なるほど・・・お代官の山に対する憧れを垣間見ることができました(^^)
我が家からは富士も筑波も見えるので
(厳密に言うと富士は隣の棟がジャマなんですが)
お代官のような気持ちを抱いたことはありませんでした。

「森」がついた呼称の山、確かにこの辺では見かけませんね。
母方の実家・庄内の名山=鳥海には幾つもの頂があり
そのうちのひとつが「月山森」だったと記憶しています。

投稿: | 2004.03.22 22:09

こんにちは。
本当に千葉は山がありませんよね。
私も千葉県出身ですのでお気持ちよくわかります。
真間山という、丘?を山と呼んでいました。
奥秩父在住の方だと思っておりました・・・

投稿: ゆうな | 2004.03.23 18:22

「ほ」さん、そちらでは、冬なら日光連山も見られるのではないでしょうか?ほんとうに遠くでもいいから、ヒトツくらいは家から見られても良さそうなものです。
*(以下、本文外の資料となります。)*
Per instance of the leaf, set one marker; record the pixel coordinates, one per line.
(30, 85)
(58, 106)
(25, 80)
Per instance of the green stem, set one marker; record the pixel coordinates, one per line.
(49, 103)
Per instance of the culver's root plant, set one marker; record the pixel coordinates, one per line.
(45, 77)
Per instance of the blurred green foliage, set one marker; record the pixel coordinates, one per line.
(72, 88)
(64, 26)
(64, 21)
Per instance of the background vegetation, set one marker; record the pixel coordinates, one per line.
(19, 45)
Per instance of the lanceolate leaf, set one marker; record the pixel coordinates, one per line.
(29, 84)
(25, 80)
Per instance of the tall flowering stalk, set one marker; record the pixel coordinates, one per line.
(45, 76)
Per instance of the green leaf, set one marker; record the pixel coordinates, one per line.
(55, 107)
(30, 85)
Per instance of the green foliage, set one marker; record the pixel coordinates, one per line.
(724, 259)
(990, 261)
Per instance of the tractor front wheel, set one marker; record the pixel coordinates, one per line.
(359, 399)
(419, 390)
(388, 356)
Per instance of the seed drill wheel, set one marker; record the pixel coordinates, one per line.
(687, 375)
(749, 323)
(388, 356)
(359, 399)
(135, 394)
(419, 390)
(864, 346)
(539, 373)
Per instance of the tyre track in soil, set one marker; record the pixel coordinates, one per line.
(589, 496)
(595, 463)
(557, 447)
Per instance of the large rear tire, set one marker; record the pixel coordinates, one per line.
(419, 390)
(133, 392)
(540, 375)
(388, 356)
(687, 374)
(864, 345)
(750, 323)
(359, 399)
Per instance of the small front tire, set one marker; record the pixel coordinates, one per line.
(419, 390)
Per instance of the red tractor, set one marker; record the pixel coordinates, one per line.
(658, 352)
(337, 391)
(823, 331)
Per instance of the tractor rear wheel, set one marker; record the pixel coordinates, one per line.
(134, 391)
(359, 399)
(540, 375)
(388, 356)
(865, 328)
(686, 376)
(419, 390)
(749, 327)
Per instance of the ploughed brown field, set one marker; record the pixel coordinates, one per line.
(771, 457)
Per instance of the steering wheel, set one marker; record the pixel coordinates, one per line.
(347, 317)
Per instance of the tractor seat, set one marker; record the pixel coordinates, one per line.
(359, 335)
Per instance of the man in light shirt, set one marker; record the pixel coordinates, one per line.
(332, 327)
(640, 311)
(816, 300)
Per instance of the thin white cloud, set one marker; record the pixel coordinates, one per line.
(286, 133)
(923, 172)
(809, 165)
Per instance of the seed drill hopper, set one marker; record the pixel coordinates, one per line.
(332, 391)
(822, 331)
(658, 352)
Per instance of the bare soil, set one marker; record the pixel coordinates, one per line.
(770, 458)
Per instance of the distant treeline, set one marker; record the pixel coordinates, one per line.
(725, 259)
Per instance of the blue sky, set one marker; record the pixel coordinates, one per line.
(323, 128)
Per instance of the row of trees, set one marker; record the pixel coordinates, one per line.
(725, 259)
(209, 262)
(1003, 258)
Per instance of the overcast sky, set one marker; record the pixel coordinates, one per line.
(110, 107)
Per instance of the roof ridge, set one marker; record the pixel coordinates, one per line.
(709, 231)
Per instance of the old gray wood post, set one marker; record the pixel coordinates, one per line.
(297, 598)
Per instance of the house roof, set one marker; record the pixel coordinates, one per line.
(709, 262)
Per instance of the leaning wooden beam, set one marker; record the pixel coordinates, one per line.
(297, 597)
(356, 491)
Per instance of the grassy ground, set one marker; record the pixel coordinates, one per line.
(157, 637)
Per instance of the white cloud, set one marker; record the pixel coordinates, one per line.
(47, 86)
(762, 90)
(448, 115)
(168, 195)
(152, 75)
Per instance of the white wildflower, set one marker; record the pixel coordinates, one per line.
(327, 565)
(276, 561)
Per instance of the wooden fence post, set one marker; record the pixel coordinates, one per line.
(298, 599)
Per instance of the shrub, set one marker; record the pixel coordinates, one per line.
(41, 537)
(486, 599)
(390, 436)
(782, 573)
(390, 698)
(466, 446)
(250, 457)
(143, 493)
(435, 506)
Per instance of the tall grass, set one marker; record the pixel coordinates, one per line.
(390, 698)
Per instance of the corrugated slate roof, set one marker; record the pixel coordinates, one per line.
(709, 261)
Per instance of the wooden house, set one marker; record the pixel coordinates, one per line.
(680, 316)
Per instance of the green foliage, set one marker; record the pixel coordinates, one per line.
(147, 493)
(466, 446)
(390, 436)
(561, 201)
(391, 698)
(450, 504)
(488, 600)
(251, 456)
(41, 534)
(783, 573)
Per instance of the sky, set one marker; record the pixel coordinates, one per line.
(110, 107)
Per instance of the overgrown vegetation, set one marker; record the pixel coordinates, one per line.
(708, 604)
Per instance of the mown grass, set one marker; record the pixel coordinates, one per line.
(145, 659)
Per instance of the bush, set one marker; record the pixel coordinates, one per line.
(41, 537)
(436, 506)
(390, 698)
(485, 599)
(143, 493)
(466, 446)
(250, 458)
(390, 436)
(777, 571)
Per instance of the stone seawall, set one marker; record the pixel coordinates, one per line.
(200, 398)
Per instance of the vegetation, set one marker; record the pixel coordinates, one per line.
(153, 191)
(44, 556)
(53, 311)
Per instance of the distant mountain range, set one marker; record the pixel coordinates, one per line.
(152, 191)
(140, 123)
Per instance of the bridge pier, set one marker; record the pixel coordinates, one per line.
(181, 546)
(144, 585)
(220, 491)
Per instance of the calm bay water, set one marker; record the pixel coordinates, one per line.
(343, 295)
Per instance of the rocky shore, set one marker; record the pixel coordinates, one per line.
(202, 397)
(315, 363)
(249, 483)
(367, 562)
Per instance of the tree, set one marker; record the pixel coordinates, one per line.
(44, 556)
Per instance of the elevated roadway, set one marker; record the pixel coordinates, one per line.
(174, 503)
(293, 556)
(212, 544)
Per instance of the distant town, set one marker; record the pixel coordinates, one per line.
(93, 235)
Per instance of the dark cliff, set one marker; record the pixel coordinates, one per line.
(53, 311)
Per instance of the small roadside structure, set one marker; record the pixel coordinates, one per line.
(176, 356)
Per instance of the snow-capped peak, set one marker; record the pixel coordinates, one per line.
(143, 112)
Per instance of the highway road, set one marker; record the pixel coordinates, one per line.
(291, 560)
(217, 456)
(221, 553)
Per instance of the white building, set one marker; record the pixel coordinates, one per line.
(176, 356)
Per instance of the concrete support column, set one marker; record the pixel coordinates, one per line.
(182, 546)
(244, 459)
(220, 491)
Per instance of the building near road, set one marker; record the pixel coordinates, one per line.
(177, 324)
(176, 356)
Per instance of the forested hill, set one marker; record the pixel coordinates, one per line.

しかし、市内のごく限られた高いところで、それもビルの屋上などで、富士山が見られるくらいなので寂しいものです。
ほんのしばらくの間でしたが、船橋に住んだときは、冬になると毎朝のように、住んでいた建物の屋上から、関東を取り囲む山々を寒さも忘れて眺めていましたよ。

ゆうなさん、ようこそいらっしゃいました。
真間といったら、私がいま縁の深いあのあたりでしょうか。
奥秩父に生まれ育ったら、これほど山が恋しいことはないのかもしれませんが、これから住むのなら、いいなと思いますよ。
しかし、なぜに奥秩父なので・・・?
ビオラの画像、綺麗なものをお出しになっていましたね。野に自生するスミレも園芸に多いビオラも好きな花です。スミレを記事にしておきました。

投稿: 代官 | 2004.03.24 00:37

代官さんスミマセン間違えました。
名栗って奥秩父でなく奥武蔵でしたね。
奥多摩?っていうのもありました?
市川の江戸川で子供のころよく遊びました。
ヨモギやクコの葉を摘んだり。

スミレの記事、これから拝見させていただきます。
見せてくださいまして有難うございます。

投稿: ゆうな | 2004.03.24 20:37

ゆうなさん、
なるほど、最近、名栗方面の話題が多かったんで、ということですね。
市川江戸川方面は、現在のお仕事場の方面です。
あまり出歩かないのですけれど・・・

やはり、「山」があったとは知りませんでした。